For example, suppose we wanted to compute the median for each column of the following tibble:

In [140]:
df = tibble(
  a = rnorm(10),
  b = rnorm(10),
  c = rnorm(10),
  d = rnorm(10)
)

One option is to repeatedly write out the call `median` for each column:

In [141]:
median(df$a)
median(df$b)
median(df$c)
median(df$d)

[1] 0.2644509

[1] 0.5417678

[1] -0.5843742

[1] 0.5461129

But this involves too much repetition, and we argued last lecture that repetition is generally a bad idea when coding. Instead, we can use a for loop to "loop over" each column of `df` and grab the median:

In [160]:
output = vector("double", ncol(df))   # 1. output
for (i in seq_along(df)) {            # 2. sequence
  output[[i]] = median(df[[i]])       # 3. body
}
output

[1]  0.2644509  0.5417678 -0.5843742  0.5461129

The for loop should have three components:
1. The *output*, in this case a vector with one entry per column of `df`.
2. The *sequence* of values along which we will iterate. Here we are using `seq_along(df)`, which generates a sequence of numbers from one up to `ncol(df)`. (This relies on the fact that a `data.frame` is really a list with one entry per column of data.)
3. The *body*, which is the piece of code that gets executed in each iteration of the loop. In the example above, the body first runs `output[[1]] = median(df[[1]])`, then `output[[2]] = median(df[[2]])`, etc., on up to `i=4`.

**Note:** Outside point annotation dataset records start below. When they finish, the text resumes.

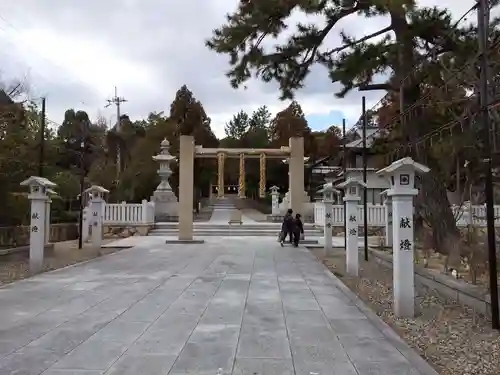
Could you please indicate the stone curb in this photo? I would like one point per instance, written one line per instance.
(411, 355)
(30, 278)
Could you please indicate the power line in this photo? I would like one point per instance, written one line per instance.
(48, 81)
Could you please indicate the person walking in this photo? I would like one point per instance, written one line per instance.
(298, 230)
(287, 227)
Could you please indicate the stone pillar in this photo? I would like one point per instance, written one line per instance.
(220, 175)
(275, 203)
(47, 219)
(401, 175)
(186, 186)
(38, 197)
(241, 181)
(351, 189)
(262, 174)
(388, 219)
(96, 211)
(296, 166)
(86, 224)
(166, 205)
(328, 192)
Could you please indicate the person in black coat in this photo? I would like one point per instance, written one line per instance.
(287, 226)
(298, 230)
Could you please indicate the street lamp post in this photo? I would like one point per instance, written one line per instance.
(82, 187)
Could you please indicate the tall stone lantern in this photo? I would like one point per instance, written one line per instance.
(164, 198)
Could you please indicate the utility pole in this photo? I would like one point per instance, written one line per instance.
(41, 158)
(365, 190)
(483, 12)
(116, 100)
(344, 170)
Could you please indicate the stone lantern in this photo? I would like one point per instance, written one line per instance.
(164, 198)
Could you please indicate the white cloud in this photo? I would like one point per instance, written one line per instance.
(75, 52)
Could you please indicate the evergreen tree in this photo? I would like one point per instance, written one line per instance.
(237, 126)
(402, 47)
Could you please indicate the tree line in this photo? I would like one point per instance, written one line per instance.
(84, 150)
(424, 58)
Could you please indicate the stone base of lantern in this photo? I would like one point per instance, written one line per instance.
(166, 206)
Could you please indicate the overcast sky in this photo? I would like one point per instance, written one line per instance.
(74, 52)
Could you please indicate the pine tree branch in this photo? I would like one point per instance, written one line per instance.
(356, 42)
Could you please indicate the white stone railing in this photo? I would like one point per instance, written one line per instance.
(376, 214)
(129, 213)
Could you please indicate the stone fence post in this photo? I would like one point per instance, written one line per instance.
(39, 198)
(96, 207)
(401, 175)
(352, 196)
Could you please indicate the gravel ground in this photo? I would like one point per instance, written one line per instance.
(16, 267)
(453, 339)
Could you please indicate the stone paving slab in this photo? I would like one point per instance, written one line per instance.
(243, 306)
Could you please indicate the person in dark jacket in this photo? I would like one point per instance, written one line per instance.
(298, 230)
(287, 226)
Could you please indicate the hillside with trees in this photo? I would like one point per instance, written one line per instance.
(81, 147)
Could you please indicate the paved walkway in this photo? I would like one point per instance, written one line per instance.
(244, 307)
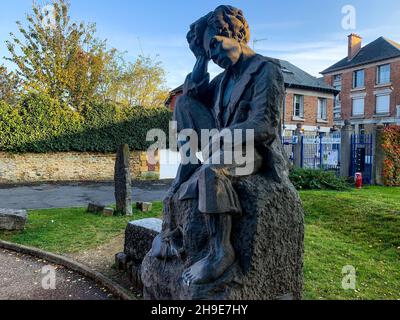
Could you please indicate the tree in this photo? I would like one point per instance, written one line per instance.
(58, 56)
(9, 86)
(141, 83)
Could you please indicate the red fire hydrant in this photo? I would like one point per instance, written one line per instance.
(359, 180)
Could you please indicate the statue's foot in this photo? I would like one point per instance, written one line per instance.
(211, 267)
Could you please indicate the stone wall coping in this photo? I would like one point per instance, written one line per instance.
(153, 224)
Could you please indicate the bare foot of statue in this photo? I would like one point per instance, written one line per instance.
(211, 267)
(168, 244)
(167, 247)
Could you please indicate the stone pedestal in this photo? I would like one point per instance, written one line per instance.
(139, 236)
(123, 182)
(268, 241)
(11, 220)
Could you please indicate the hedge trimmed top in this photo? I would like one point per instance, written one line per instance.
(40, 124)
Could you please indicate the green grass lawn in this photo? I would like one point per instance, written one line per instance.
(64, 231)
(360, 228)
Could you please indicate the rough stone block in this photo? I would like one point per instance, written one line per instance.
(268, 242)
(121, 261)
(108, 212)
(139, 236)
(11, 220)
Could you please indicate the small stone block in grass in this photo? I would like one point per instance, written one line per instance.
(95, 208)
(108, 212)
(11, 220)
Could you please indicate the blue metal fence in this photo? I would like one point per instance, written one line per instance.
(362, 156)
(321, 152)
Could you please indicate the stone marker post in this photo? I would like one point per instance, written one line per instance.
(345, 149)
(298, 146)
(123, 182)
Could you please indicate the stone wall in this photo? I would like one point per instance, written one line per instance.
(69, 166)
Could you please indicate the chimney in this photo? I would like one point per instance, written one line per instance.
(355, 42)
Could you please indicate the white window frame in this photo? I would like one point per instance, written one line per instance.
(378, 74)
(363, 107)
(355, 78)
(322, 102)
(301, 113)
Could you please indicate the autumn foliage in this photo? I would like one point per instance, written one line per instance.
(391, 146)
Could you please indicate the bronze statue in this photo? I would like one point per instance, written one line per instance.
(246, 96)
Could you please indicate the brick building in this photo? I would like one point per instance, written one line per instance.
(309, 101)
(369, 80)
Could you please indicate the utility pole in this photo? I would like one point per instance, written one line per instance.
(258, 40)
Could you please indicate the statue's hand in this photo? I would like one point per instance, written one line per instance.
(194, 39)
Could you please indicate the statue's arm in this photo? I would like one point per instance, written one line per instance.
(264, 107)
(197, 84)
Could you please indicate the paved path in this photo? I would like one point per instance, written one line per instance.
(75, 195)
(21, 279)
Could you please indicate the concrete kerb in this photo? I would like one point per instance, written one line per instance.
(100, 279)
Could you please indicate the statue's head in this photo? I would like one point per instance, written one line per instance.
(221, 35)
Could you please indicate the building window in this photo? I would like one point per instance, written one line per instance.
(382, 104)
(298, 106)
(383, 74)
(358, 79)
(322, 109)
(358, 107)
(337, 82)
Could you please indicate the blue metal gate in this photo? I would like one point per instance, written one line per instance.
(321, 152)
(362, 157)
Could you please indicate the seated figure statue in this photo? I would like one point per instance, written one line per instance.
(245, 97)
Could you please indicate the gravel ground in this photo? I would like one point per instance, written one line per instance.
(21, 279)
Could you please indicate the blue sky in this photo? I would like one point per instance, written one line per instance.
(308, 33)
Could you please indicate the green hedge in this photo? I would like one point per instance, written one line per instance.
(40, 124)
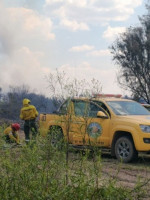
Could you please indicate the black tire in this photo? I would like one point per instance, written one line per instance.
(125, 150)
(56, 137)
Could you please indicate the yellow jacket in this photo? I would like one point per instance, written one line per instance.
(13, 135)
(28, 111)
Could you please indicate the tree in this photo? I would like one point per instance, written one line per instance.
(131, 51)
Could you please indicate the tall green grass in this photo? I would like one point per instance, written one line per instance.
(41, 172)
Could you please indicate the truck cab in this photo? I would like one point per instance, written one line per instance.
(121, 125)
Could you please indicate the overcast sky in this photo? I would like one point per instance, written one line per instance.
(39, 36)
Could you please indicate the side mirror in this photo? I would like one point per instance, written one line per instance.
(102, 115)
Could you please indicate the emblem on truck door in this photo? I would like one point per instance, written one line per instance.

### Methods of iterating in for loops
In the example above we used `seq_along` to create a numeric vector, and then iterated over it in our for loop. This was useful because each entry of the vector corresponded to a column, so we could use `output[[i]]` to store the value of the median for each column. There are also a couple of other common ways to iterate:

We can iterate over the elements of a list or vector directly:

In [168]:
output = vector("double", 4)
i = 1
for (column in df) {  # iterate over the column vectors in mpg
    output[[i]] = sum(column)
    i = i + 1
}
output

[1]  0.7855311  0.5617025 -6.8963655  5.6473291

This is mainly useful for calling commands that have side-effects (like `print`) because there is no obvious way to store the output of each iterate.

Or, we can iterate over the names of a list or vector:

In [174]:
output = vector('list', ncol(df))
for (col_name in names(df)) {
    output[[col_name]] = typeof(df[[col_name]])
}
output

[[1]]
NULL

[[2]]
NULL

[[3]]
NULL

[[4]]
NULL

$a
[1] "double"

$b
[1] "double"

$c
[1] "double"

$d
[1] "double"


### Unknown output length
In each of the examples above we "pre-allocated" the `output` vector before running the `for` loop. Sometimes you may not know in advance how much output will be generated. For example, the following code draws three random numbers between 0 and 100, and for each number appends that many randomly normal entries to `output`:

In [180]:
means = c(0, 1, 2)
output = double()
str(output)
for (i in seq_along(means)) {
  n = sample(100, 1)
  print(c(n=n, means=means[[i]], length=length(output)))
  output = c(output, rnorm(n, means[[i]]))
}
length(output)

 num(0) 
     n  means length 
    65      0      0 
     n  means length 
    92      1     65 
     n  means length 
   100      2    157 


[1] 257

This code works perfectly well, but it turns out to be inefficient. The reason is that each time we append to `output` via the command `output = c(output, rnorm(n, means[[i]]))`, R ends up having to copy all of the data from the previous iterations. 

A more efficient option is to store the results of each iteration in a list, and then concatenate all the entries of the list together after the for loop terminates:

In [184]:
means = c(0, 1, 2)
out = vector("list", length(means))
# str(out)
for (i in seq_along(means)) {
  n = sample(100, 1)
  out[[i]] <- rnorm(n, means[[i]])
}
str(out)

List of 3
 $ : num [1:60] 1.181 -1.109 -0.151 0.673 -1.086 ...
 $ : num [1:9] 2.454 0.937 1.353 0.467 0.919 ...
 $ : num [1:98] 3.242 0.497 2.778 0.941 1.674 ...


In [186]:
str(unlist(out))

 num [1:167] 1.181 -1.109 -0.151 0.673 -1.086 ...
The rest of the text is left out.